Aguardávamos a entrada em cena dos The Damned quando surge em palco Captain Sensible, guitarrista da banda, acompanhado com o seu cão que estava vestido condizente com o seu melhor amigo, momento que gerou um “ooooohhh” da plateia, tornando-se, assim, o momento mais-fofinho da edição deste ano do Vilar de Mouros. O que se seguiu, pouco tem de fofo, é em, quase tudo, o oposto a isso. Rock cru, ruidoso, enérgico e veloz, sem grandes artefactos, apenas notas que se atiram a nós e ali perduram. Mais uma banda lendária que podemos ver ao vivo e a cores, naquele idílico cenário! Um dos grandes concertos desta edição.
Para ser franco, nunca imaginei que veria um concerto dos Sex Pistols na minha vida, muito menos em 2025. Durante o concerto belisquei-me algumas vezes para ter a certeza que estava acordado. Gostei? Claro que sim. Amei? Talvez não, mas isso porque, tal como os elementos dos Sex Pistols, eu já não tenho 20 anos, o sangue já não ferve da mesma forma nas minhas veias e a atitude, tão importante no punk, tem uma cor diferente. Todos os que ali se encontravam preferiam ter visto Johnny Rotten no comando, mas também é verdade que Frank Carter teve uma prestação credível e forte. Quando vamos para um concerto de Sex Pistols esperamos uma raiva descontrolada, caos, destruição, mas isso é passado e aquilo que queremos nem sempre é o que obtemos. Ficará, certamente, na história como um bom concerto do que resta dos Sex Pistols com o convidado Frank Carter. Para mim, ficará guardado nas minhas melhores memórias ou não fossem eles uma das bandas mais importantes, de sempre, do rock!
Este ano, a abertura de cada dia esteve a cargo de uma banda mesmo conhecida, a dar os seus primeiros passos. É uma boa forma de ajudar a promover algumas bandas, dando oportunidade às mesmas de atuarem num palco de grande dimensão, perante alguns milhares de ouvintes. Ainda que muita das vezes o público não esteja colado às grades junto ao palco, pelo menos nesta altura do dia, todos ouvem o que está a acontecer em cima do palco e não deixa de ser uma belíssima oportunidade para se darem a conhecer. Neste terceiro dia, coube ao projeto Girl Scout, que nos chegam da Suécia e mostraram uma grande maturidade em palco. Belíssimo som produzido por pessoas que sabem o que estão a fazer. Mais uma descoberta, para acompanhar. A segunda banda portuguesa a atuar este ano no palco de Vilar de Mouros, foram os Hybrid Theory, banda tributo dos Linkin Park. Não precisam de grandes apresentações, o sucesso deste projeto transcende fronteiras e têm arrastado verdadeiras multidões para os verem atuar, sendo considerados uma das melhores bandas de tributo do mundo. Neste final de tarde, foi mais um desses concertos potentes que têm dado um pouco por todo o lado. Logo depois, vindos da Bélgica, a banda que, entretanto, já confirmou a sua presença na edição de 2026 de Vilar de Mouros, os Triggerfinger. Belo concerto de hard rock e blues, com muita vida, muita alegria e muito público a vibrar com este trio. Para o próximo ano, há novamente isto tudo!
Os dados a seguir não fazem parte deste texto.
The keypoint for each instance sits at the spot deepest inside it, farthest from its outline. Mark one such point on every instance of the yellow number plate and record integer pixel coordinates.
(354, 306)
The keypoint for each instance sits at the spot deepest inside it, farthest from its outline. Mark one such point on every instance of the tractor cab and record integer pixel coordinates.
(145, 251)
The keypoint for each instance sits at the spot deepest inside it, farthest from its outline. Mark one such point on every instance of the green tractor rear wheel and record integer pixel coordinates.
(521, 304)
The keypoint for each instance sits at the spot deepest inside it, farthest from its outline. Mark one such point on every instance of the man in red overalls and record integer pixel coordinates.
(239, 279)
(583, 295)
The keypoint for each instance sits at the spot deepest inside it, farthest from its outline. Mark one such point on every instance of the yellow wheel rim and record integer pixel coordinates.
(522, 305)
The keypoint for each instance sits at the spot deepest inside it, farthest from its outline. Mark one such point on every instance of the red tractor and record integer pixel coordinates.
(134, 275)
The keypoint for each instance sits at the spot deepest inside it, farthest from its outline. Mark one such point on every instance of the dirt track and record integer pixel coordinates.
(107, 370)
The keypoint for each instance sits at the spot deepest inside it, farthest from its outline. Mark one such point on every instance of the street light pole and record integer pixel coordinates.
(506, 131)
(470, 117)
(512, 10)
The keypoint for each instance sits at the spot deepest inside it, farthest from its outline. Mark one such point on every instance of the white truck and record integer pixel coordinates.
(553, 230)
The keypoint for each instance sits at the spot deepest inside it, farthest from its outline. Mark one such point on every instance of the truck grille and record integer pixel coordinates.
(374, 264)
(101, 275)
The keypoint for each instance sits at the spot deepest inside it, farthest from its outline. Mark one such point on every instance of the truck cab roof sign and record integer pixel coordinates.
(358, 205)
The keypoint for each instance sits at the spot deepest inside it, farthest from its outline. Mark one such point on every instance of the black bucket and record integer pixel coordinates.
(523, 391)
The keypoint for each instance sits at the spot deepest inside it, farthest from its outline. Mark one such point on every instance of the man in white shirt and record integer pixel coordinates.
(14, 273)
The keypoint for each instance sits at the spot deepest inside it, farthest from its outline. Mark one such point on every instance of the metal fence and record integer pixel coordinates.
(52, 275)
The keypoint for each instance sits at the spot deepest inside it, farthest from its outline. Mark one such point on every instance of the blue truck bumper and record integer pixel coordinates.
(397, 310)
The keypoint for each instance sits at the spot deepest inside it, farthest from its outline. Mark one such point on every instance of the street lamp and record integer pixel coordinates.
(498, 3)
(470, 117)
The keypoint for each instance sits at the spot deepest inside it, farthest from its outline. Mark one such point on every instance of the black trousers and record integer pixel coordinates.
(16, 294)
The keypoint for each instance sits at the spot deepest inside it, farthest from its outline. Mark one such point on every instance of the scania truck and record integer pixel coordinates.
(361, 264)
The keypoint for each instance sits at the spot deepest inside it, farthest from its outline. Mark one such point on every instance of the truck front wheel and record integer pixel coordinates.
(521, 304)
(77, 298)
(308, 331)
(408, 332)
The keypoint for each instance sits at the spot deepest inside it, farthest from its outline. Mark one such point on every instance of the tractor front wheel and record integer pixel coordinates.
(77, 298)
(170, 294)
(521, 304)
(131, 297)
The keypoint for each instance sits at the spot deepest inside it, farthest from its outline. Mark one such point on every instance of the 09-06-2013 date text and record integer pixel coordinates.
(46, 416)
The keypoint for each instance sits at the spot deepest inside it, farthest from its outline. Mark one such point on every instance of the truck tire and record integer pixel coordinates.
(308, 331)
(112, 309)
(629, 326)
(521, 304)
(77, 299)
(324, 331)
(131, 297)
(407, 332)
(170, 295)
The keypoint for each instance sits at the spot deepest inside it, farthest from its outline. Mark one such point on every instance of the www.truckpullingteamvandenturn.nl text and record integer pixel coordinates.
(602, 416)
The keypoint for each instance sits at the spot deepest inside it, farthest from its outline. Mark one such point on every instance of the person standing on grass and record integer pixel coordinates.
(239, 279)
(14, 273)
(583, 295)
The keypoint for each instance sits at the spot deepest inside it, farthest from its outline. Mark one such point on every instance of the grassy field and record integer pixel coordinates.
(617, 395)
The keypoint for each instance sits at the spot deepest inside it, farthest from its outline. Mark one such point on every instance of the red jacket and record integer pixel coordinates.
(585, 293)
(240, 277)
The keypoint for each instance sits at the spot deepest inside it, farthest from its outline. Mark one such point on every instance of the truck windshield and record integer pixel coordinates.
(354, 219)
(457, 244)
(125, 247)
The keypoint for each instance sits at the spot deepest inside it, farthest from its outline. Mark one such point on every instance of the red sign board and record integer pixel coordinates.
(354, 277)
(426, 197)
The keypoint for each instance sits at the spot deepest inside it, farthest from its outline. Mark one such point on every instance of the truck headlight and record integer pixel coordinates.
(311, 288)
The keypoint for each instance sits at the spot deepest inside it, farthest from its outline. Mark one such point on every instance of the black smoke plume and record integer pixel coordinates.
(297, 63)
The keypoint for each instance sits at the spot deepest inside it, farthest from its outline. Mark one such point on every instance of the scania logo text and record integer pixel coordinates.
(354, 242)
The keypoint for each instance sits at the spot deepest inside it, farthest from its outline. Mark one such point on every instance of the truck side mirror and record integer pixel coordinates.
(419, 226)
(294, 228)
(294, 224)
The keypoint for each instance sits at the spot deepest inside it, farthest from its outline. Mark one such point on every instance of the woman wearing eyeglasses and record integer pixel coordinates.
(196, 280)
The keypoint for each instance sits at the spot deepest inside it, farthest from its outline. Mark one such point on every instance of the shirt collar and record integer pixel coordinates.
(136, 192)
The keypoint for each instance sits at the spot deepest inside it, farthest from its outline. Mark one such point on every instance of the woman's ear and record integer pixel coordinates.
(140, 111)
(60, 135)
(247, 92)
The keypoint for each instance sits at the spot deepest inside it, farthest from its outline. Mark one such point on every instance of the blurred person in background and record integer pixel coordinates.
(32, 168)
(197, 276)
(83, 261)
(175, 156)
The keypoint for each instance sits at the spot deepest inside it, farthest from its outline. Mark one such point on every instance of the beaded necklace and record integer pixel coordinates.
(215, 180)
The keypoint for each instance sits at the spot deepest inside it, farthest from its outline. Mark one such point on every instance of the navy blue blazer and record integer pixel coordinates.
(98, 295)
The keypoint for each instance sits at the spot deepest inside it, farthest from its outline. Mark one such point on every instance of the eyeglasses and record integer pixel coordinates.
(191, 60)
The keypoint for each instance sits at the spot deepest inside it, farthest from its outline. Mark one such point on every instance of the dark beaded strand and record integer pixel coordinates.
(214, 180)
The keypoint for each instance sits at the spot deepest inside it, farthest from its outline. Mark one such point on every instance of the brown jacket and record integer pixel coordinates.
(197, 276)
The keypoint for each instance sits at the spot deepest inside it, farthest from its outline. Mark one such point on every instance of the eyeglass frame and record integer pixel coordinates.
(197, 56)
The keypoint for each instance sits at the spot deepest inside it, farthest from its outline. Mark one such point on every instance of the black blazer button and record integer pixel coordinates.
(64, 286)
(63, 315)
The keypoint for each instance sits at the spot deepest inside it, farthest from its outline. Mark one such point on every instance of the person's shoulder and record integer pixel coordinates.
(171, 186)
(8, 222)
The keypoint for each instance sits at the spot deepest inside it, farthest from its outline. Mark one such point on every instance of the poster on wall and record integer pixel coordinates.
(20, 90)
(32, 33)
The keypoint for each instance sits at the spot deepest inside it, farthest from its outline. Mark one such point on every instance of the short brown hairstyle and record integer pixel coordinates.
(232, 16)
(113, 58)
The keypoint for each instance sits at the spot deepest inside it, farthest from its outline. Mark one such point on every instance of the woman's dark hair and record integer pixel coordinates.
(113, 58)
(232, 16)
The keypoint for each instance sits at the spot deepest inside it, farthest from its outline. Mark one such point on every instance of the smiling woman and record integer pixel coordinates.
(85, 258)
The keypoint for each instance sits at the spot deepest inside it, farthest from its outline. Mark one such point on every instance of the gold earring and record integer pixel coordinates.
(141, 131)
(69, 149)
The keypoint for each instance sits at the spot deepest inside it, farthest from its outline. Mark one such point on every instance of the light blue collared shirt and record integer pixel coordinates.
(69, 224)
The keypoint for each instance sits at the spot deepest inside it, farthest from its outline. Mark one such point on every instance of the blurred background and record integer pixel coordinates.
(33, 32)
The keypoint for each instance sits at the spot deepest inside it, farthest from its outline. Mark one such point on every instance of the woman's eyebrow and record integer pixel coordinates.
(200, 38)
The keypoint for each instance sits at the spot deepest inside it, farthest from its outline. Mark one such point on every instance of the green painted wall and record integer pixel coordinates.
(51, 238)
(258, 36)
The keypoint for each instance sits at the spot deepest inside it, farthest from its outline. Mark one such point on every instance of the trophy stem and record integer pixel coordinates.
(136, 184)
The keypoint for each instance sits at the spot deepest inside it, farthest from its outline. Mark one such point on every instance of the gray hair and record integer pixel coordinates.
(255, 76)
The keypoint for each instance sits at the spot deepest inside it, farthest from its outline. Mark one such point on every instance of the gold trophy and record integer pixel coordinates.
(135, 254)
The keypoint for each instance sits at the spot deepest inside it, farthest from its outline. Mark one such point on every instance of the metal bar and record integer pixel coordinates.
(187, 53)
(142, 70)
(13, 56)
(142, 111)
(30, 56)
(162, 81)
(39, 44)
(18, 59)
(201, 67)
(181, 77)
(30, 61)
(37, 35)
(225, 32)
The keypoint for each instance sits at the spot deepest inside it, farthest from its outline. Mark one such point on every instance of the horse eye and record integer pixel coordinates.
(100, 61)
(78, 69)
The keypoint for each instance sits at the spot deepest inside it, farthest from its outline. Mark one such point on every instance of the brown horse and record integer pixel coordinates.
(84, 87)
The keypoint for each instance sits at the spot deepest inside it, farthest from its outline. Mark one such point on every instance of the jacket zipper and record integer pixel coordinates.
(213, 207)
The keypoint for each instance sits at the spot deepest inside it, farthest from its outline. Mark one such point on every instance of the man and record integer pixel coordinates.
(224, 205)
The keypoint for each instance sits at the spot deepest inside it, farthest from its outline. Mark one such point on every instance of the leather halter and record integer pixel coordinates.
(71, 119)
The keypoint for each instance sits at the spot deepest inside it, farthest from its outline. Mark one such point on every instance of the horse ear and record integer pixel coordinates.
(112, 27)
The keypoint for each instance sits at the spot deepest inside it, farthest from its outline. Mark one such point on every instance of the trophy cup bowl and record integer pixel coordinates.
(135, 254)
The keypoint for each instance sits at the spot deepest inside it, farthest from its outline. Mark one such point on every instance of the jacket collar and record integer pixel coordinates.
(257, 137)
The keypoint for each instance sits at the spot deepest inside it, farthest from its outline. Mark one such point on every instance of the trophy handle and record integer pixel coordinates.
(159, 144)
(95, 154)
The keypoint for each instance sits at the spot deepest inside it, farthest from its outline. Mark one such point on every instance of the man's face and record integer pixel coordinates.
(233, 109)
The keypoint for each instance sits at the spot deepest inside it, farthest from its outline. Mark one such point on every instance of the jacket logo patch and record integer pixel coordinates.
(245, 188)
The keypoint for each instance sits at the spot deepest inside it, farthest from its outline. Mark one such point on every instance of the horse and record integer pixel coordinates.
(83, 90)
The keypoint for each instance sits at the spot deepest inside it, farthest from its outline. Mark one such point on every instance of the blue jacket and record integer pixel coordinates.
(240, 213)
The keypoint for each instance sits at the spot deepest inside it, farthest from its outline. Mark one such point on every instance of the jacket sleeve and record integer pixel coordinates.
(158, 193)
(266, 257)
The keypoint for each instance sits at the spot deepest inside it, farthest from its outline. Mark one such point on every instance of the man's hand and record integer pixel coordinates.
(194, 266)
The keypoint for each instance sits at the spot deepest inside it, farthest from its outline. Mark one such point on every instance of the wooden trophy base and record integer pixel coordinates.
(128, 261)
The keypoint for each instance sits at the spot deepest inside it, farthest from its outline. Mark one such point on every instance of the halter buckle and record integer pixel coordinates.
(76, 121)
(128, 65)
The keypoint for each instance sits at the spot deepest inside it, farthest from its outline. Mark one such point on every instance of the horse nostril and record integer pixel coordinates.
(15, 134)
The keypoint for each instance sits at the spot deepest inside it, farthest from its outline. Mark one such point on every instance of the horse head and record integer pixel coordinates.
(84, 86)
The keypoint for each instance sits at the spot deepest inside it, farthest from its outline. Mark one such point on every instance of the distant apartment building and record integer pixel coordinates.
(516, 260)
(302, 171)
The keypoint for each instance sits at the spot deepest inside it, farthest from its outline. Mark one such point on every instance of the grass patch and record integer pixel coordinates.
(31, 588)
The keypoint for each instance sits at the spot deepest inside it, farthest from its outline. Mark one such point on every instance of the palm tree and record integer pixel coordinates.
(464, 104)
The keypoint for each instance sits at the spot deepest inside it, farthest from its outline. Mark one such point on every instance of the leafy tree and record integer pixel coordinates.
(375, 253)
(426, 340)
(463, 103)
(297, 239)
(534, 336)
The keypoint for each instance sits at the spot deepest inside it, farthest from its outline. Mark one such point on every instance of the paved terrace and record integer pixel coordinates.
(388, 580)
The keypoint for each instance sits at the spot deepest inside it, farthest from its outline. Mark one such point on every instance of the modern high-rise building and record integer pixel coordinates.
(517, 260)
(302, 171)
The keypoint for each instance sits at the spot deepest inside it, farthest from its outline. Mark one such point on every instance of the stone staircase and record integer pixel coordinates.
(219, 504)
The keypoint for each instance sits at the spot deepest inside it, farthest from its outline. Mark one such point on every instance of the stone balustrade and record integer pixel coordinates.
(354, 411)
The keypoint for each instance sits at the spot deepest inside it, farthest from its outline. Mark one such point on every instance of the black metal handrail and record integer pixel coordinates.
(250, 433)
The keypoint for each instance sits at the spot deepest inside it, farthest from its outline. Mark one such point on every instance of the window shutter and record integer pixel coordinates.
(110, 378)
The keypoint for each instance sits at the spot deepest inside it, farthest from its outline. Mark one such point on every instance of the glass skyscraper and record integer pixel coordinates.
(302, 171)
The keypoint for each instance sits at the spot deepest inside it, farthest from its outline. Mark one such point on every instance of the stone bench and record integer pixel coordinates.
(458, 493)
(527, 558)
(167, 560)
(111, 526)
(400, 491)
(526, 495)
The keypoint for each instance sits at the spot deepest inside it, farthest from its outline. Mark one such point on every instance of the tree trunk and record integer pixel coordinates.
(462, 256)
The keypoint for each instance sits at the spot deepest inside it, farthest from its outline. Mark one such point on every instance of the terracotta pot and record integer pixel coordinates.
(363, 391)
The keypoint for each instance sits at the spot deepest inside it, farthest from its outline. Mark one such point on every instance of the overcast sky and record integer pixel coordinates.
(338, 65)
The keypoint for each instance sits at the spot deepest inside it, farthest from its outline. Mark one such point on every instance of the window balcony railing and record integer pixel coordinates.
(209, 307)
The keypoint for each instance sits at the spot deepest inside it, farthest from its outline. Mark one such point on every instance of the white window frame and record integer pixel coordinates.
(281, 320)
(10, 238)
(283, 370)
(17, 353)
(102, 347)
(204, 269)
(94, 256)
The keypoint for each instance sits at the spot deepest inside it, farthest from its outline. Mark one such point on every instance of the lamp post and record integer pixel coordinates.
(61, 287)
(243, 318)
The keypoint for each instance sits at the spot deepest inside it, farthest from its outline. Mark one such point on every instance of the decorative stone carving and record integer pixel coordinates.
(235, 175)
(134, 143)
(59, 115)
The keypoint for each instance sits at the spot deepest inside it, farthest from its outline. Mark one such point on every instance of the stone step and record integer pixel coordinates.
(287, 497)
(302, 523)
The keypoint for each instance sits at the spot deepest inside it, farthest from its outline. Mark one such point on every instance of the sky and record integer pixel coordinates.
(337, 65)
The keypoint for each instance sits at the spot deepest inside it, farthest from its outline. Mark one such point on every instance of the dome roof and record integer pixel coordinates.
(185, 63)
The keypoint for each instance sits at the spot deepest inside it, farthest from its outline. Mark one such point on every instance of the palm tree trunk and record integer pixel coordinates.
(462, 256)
A noite já tinha expulsado o sol do céu, quando o hardcore punk dos suecos Refused começou a soar bem alto no recinto do festival. Alerta de spoiler: foi o melhor concerto deste ano em Vilar de Mouros, sem qualquer dúvida! Energia, atitude, potência, entrega, tudo nas porções certas, retribuído de igual forma pela enorme plateia. Que delícia de concerto, que catarse sónica ali aconteceu, que tanta falta faz a este recinto. Que venham muitos mais como este! Infelizmente, este enorme concerto foi também o último em Portugal, já que os Refused vão encerrar a carreira. Uma despedida perfeita!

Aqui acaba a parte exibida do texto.